Вирра спокойно отняла бутылку от тёмных пухлых губ и перевела взгляд на чародея:

– Если бы ты верил в судьбу, я бы сказала, что ты её испытываешь. Хочешь умереть, Ринельгер, – я могу выпить всю твою жизненную энергию. Смерть станет намного приятнее.

– Под Ветмахом, в сотне верстах отсюда, – чародей лучше закутался. – Башня некроманта.
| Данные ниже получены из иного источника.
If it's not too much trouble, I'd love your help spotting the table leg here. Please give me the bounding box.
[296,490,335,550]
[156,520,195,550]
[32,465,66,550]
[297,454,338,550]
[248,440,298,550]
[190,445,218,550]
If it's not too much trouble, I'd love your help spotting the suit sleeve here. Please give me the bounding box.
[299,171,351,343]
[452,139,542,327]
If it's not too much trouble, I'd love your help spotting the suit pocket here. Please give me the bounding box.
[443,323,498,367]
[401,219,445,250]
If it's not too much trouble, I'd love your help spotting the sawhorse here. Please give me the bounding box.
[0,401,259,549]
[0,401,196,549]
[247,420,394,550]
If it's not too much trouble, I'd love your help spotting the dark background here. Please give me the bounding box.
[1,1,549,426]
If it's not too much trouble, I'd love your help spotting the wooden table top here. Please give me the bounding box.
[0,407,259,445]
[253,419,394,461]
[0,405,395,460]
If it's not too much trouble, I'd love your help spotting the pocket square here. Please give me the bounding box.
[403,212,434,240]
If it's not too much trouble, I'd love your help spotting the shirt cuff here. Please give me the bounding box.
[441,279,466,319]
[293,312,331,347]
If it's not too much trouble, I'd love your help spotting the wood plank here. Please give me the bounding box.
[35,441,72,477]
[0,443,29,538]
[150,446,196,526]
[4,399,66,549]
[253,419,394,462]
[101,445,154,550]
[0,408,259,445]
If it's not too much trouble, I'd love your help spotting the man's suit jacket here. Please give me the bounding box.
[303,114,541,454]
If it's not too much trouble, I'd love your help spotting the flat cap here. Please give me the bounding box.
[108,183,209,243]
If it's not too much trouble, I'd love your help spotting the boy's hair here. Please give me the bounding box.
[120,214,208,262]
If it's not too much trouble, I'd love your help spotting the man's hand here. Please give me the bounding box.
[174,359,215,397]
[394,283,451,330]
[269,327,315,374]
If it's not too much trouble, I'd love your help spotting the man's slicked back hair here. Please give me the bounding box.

Я и мои соратники открыли её, и я нашёл записную книжку её хозяина. Там он описал древний ритуал по открытию врат в некий эфемерный мир. И ко всему этому имеет прямое отношение Лицедей. Ты же жила здесь… рядом с ним. Расскажи о нём.

Вирра посмотрела на него, как на сумасшедшего. Ринельгера это позабавило – её лицу это только прибавило красоты. Она передала ему бутылку, некоторое время помолчала.

– М-да, – сказала, наконец, она, и с ноткой обиды добавила: – Всё вам, смертным, общаться с жуткими духами и писать книжки о них. Ни разу не слышала, чтобы о феях или дриадах. Даже этот учёный козёл на самом деле писал о каких-то мерзких червях. Надеюсь, женушка ему задала за все его приключения!

– Не злись, Вирра, – усмехнулся чародей. – Буду писать мемуары, обязательно посвящу суккубам и лично тебе целую главу. Так что ты можешь рассказать про Лицедея, про купол над Теневалом?